However...I have a subdomain with a not obvious name, like: userfileupload.sampledomain.com
This subdomain IS LIVE but has NOT been publicized/posted anywhere. It's a custom URL for authenticated users to upload media with presigned url to my Cloudflare r2 bucket.
I am using CloudFlare for my DNS.
How did the internet find my subdomain? Some sample user agents are: "Expanse, a Palo Alto Networks company, searches across the global IPv4 space multiple times per day to identify customers' presences on the Internet. If you would like to be excluded from our scans, please send IP addresses/domains to: scaninfo@paloaltonetworks.com", "Mozilla/5.0 (Macintosh; U; Intel Mac OS X 10_7; en-us) AppleWebKit/534.20.8 (KHTML, like Gecko) Version/5.1 Safari/534.20.8", "Mozilla/5.0 (Linux; Android 9; Redmi Note 5 Pro) AppleWebKit/537.36 (KHTML, like Gecko) Chrome/76.0.3809.89 Mobile Safari/537.36",
The bots are GET requests which are failing, as designed, but I'm wondering how the bots even knew the subdomain existed?!

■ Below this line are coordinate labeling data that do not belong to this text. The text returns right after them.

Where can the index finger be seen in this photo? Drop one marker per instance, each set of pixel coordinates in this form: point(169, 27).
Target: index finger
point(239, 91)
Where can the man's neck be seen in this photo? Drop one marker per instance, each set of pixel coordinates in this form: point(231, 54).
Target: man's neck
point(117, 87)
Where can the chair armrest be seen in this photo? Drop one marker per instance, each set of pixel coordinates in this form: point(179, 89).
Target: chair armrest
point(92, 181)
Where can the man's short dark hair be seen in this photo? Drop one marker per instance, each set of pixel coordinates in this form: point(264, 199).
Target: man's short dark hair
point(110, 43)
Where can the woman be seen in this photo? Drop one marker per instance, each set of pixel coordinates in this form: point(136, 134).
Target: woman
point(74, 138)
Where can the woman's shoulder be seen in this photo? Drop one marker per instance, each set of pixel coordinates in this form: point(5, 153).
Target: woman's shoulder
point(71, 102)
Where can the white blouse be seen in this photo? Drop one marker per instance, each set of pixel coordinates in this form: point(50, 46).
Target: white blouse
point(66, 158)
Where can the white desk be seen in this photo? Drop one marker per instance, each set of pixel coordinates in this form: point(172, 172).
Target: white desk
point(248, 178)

~5 billion scans in a few hours is nothing for a company with decent resources. OP: in case you didn't follow, they're literally trying every possible IPv4 address and seeing if something exists on standard ports at that address.
I believe it would be harder to find out your domain that way if you were using SNI and only forwarded/served requests that used the correct host. But if you aren't using SNI, your server is probably just responding to any TLS connect request with your subdomain's cert, which will reveal your hostname.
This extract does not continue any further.